Elizabeth Blackburn, who gave a lecture at EPFL in early March, was a co-recipient of the 2009 Nobel Prize in Medicine for her work on the enzyme telomerase. In this interview, she explains that we have more control over our own aging than we might think.

Interview by Nathalie Jollien – Photos by Alain Herzog

Now an emeritus professor at the University of California, San Francisco, Elizabeth Blackburn began her scientific career by studying the chromosomes of a protozoan, Tetrahymena thermophila, and in particular its chromosomal ends, known as telomeres. Through their research on this organism, she and her then-graduate student Carol Greider discovered telomerase, an enzyme capable of lengthening these chromosome ends. This was a major discovery, since the shortening of telomeres has been found to influence aging.


Could you briefly explain what telomerase is?

First of all, I need to explain what telomeres are, because they’re really the key. Telomeres are the protective ends of our chromosomes, the DNA at each tip. They shorten with cell aging – each time the cell divides they lose some of their length. Telomerase, the enzyme we discovered, has a very interesting function: It adds extra telomeric DNA when the telomeres get too short to protect the genetic information.



«Over the years, telomerase
has been found to be a double-edged
sword – we need it but we don’t want
too much, and it has to be in the right places.»



So telomerase could be used to prolong life expectancy?

The balance has to be just right – there has to be enough telomerase to maintain the telomeres, but not too much. If the telomeres are too well-maintained, then some potentially cancerous cells could keep multiplying more than they would otherwise. And this increases the overall chance of getting certain cancers. Over the years, telomerase has been found to be a double-edged sword – we need it but we don’t want too much, and it has to be in the right places.


In your book The Telomere Effect, published in 2017, we learn that we have more control over our own aging than we might think.

We know, of course, that all human beings age and eventually die. But what’s interesting when we look at each other is that some people stay healthy longer and others really seem to suffer some of the conditions of old age earlier. The question is to what degree is that controlled. We certainly know that many factors come into play: if we eat really bad food all the time, if we don’t do any exercise, if we get no sleep, and so on. We know certain factors make us less healthy and more likely to develop diseases. What I, and many others, did was look and see if that was because the telomeres, which protect the chromosome ends, are less well maintained when we don’t lead a healthy life. One interesting thing we found is that, in addition to the factors we can control as individuals, there are a lot of societal factors that affect telomere maintenance.


What kinds of factors?

One of the most startling to me is if somebody was in a deeply stressful, abusive situation for a long time as a child or as an adult, then their telomeres are proportionately shorter. And if somebody has not been able to finish their education, which can be a clear reflection of many stressful circumstances, that person will, even at middle age or later, have proportionately shorter telomeres and therefore less chromosome protection than somebody who benefited from a full education.

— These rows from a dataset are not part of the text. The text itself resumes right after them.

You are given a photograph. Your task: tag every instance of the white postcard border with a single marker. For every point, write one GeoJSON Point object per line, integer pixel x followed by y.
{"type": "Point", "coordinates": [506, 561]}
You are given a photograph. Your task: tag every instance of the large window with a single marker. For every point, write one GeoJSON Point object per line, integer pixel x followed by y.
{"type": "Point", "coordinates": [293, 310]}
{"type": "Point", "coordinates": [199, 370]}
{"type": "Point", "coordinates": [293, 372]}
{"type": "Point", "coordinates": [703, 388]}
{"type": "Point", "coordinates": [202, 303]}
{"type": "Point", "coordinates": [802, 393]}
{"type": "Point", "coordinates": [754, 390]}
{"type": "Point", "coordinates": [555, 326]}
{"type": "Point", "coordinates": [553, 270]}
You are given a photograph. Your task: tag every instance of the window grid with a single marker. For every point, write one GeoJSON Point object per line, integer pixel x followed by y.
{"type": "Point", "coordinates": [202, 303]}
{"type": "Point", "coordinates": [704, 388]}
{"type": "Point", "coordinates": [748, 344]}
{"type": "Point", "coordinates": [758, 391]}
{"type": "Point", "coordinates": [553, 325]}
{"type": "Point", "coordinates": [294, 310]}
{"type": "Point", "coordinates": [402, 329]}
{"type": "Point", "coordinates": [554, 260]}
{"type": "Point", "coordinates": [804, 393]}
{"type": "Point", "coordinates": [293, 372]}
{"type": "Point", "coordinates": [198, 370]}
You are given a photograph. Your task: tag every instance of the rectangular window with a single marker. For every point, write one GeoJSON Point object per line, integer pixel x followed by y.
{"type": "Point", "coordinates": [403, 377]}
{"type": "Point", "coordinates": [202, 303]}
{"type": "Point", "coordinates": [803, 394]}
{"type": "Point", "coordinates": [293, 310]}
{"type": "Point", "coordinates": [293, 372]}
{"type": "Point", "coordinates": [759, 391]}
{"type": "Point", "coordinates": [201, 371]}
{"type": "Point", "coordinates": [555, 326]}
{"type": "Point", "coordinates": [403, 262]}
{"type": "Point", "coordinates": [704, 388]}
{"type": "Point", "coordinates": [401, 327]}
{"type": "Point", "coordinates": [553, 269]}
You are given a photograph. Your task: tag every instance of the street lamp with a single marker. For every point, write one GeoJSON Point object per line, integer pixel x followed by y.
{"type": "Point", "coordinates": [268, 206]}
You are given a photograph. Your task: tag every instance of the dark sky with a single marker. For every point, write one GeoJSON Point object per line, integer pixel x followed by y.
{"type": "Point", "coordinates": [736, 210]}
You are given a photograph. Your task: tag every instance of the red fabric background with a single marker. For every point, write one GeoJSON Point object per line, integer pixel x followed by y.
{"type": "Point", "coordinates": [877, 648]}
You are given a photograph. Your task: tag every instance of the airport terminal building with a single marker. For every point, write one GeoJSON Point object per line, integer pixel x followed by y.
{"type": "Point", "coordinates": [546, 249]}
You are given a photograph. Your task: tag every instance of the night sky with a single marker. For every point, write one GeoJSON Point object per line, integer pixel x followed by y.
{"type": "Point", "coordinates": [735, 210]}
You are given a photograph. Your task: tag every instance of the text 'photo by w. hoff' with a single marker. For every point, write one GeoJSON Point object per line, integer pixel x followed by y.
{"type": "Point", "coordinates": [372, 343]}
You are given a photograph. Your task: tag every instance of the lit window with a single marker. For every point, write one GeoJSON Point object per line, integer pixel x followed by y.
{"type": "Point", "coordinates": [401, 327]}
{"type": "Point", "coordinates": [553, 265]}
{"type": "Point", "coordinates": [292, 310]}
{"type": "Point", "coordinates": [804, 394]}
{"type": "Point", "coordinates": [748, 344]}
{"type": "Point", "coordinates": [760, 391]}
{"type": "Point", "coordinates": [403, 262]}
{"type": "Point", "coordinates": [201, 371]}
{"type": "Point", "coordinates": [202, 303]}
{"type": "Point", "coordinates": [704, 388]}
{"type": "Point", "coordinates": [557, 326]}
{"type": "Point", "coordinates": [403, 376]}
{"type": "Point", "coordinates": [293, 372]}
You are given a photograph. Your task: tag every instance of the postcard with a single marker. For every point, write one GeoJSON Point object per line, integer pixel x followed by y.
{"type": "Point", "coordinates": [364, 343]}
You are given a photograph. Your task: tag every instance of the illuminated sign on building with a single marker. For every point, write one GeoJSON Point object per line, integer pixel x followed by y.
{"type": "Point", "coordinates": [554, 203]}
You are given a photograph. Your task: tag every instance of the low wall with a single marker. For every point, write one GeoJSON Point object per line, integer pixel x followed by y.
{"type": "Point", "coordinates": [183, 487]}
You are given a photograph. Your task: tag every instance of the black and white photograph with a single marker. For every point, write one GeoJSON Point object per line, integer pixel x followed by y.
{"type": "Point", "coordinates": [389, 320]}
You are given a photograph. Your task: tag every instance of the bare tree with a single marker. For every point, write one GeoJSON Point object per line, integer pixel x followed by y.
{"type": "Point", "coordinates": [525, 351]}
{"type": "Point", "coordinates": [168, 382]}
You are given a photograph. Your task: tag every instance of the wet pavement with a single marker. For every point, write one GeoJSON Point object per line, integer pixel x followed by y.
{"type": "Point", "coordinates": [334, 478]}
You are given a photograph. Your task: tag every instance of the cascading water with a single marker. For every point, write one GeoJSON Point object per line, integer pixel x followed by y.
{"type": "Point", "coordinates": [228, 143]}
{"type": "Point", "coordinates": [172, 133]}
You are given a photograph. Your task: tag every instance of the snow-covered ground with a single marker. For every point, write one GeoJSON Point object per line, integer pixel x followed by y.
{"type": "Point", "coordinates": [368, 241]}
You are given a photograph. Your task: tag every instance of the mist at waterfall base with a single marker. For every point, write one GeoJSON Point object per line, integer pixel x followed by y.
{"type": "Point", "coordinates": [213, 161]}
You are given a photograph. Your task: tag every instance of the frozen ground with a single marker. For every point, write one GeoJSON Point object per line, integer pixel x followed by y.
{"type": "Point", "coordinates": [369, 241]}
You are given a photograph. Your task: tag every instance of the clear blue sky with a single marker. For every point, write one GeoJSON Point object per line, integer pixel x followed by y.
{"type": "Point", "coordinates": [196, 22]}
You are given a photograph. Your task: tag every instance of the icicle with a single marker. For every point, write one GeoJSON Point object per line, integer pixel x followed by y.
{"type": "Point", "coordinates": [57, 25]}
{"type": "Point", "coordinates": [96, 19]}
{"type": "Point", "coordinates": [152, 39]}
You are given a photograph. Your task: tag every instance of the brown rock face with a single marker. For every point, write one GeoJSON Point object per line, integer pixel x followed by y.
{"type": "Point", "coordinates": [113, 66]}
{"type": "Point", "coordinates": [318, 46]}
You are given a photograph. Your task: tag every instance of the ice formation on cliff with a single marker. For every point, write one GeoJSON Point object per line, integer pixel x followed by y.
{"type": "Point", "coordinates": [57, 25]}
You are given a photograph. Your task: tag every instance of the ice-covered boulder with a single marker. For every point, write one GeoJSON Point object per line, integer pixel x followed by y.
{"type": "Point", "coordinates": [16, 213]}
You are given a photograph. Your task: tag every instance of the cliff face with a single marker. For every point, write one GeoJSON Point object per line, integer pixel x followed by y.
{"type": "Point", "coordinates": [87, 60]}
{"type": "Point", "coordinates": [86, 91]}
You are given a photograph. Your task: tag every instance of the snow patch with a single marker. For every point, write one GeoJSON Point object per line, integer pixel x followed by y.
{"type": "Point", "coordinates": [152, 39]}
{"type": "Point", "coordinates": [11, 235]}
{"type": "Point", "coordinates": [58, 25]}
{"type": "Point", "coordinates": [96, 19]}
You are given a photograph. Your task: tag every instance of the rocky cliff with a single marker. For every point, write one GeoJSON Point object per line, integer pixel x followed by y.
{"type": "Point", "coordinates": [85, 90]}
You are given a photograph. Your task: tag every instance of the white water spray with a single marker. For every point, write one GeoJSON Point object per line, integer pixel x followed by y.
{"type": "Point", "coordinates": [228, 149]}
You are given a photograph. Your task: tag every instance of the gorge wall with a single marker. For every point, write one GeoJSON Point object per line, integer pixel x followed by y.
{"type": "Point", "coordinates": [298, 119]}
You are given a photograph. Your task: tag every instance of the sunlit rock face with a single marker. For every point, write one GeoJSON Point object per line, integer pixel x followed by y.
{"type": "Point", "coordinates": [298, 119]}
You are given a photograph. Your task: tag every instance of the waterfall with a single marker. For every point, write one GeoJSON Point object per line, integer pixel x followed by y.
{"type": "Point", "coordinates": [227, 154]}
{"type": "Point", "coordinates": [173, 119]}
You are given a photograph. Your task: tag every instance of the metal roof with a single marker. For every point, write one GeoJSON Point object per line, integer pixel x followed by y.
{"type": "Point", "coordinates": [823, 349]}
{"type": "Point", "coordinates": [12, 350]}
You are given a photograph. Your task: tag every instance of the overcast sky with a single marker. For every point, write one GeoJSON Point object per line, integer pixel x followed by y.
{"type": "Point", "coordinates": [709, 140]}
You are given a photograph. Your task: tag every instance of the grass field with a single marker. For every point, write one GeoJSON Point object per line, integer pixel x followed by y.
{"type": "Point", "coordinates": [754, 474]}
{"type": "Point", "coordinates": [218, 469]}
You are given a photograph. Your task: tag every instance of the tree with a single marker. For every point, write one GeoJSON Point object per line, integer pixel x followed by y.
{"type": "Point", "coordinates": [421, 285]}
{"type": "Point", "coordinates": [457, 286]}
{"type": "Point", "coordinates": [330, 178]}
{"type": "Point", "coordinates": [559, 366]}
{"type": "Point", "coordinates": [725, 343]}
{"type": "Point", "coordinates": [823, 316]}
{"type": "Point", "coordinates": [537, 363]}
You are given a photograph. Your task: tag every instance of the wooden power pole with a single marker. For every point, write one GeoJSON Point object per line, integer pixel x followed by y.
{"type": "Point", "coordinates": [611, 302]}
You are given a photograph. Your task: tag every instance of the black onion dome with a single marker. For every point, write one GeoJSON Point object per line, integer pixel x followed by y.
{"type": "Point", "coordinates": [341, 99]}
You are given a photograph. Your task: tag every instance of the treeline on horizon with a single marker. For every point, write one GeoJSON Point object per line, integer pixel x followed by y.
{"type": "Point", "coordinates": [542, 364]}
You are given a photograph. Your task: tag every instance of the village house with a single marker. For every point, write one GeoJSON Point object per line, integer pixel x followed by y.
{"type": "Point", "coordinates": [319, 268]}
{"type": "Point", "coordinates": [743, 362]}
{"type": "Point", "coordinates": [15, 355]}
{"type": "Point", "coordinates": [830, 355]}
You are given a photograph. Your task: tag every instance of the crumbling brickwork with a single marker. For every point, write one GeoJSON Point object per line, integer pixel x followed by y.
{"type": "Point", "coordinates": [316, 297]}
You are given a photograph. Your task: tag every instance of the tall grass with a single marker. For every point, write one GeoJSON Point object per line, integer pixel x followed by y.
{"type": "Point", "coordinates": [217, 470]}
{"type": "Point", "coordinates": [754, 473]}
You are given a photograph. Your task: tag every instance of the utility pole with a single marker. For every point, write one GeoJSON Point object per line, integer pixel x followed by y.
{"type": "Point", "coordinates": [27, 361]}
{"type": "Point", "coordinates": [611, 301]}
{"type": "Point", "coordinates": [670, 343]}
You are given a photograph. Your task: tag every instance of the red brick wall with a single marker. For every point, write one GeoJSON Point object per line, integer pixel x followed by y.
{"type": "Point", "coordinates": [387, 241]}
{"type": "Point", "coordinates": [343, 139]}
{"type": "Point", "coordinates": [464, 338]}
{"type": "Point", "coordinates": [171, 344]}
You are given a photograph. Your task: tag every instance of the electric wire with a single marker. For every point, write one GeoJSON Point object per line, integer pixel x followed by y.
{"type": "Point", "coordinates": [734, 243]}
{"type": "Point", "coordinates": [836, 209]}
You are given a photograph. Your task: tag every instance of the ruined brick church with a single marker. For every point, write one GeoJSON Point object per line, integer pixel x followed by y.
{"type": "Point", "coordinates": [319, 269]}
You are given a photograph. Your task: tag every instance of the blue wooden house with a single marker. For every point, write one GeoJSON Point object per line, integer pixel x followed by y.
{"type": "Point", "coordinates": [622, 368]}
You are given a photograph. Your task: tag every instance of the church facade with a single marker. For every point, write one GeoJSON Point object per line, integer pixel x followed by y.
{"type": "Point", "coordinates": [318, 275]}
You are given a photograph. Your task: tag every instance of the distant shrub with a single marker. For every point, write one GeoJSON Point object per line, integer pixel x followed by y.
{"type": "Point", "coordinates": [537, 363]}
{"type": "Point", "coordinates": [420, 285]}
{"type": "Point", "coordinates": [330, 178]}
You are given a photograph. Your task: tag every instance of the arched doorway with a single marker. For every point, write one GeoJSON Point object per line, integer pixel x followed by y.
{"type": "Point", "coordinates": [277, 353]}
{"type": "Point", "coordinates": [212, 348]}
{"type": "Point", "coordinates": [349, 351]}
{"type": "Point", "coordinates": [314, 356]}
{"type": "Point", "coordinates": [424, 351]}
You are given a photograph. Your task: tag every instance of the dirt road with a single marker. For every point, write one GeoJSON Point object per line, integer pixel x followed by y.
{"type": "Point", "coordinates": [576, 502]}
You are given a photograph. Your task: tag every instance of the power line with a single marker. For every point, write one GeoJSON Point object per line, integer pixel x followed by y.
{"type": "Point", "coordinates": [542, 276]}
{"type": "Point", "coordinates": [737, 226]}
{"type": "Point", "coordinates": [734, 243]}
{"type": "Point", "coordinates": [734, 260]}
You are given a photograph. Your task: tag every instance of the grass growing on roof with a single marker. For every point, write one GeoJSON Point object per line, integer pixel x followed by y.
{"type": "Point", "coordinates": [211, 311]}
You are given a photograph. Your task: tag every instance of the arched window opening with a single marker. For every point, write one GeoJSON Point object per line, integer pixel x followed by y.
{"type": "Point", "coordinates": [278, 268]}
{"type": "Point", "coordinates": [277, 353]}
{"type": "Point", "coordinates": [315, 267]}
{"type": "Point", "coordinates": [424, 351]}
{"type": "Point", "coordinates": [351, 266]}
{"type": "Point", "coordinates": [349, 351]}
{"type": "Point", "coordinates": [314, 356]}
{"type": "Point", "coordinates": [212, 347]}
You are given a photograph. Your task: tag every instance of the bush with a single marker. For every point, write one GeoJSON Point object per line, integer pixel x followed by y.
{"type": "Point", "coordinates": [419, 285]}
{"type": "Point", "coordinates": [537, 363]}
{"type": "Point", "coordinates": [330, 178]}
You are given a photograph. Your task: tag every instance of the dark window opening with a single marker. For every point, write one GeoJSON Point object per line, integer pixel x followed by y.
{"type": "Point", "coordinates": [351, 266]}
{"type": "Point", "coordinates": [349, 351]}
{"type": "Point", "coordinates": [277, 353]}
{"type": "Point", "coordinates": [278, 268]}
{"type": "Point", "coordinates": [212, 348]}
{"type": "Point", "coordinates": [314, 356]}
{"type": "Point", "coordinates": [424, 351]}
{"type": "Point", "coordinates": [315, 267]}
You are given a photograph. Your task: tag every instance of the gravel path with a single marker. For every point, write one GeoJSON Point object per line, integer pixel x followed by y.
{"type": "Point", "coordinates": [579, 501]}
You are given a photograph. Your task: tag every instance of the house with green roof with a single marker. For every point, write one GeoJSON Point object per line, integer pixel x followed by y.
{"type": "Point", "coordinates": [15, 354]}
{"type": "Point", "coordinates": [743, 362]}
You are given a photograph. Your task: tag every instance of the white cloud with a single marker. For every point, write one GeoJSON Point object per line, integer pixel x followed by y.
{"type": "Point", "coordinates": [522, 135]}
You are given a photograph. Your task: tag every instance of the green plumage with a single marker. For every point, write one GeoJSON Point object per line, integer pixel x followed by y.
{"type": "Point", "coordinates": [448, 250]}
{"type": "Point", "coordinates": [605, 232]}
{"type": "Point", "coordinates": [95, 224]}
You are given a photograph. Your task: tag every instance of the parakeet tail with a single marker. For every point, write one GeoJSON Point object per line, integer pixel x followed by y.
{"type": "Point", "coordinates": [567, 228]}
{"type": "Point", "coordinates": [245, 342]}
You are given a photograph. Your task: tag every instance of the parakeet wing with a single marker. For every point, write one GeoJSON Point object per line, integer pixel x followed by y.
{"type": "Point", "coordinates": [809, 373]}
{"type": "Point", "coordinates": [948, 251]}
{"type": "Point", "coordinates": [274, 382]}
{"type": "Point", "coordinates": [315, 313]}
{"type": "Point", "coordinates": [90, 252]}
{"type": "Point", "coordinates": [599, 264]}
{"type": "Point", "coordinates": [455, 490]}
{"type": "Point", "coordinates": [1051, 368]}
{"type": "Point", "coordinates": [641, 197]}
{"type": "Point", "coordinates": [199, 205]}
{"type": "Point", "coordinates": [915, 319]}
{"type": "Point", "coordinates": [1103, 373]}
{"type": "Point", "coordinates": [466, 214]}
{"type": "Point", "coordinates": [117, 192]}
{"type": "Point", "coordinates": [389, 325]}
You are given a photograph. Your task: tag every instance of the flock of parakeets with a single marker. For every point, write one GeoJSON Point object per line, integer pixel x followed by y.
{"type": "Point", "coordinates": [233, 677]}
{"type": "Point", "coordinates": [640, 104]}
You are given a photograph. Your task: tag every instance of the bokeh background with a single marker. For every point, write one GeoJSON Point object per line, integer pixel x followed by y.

In several of our collaborative studies, we also found that the stress that a mother experiences during pregnancy is directly connected to the length of her new-born’s telomeres. The reason it matters is that statistical studies show that the shorter somebody’s telomeres are, the more likely they are to develop illnesses such as cardiovascular diseases, diabetes, lung diseases and certain cancers later in life. Of course, these are statistical results in studies of populations. It doesn’t mean that if your telomeres are long, then everything will be wonderful, or if your telomeres are on average a bit shorter, everything will be terrible. But it does affect the likelihood of someone developing these diseases – it contributes to the disease-causing processes.

While we do have a certain amount of control as individuals, the research has also shown that public policies that are not directly related to health but rather to economics and well-being can have quantifiable health impacts. We can now better control aging-related factors in the decisions we make as a society, as well as in own personal lifestyle choices.


Prolonging life expectancy is the fantasy of transhumanism, which sometimes cites your research. Do you feel comfortable with that?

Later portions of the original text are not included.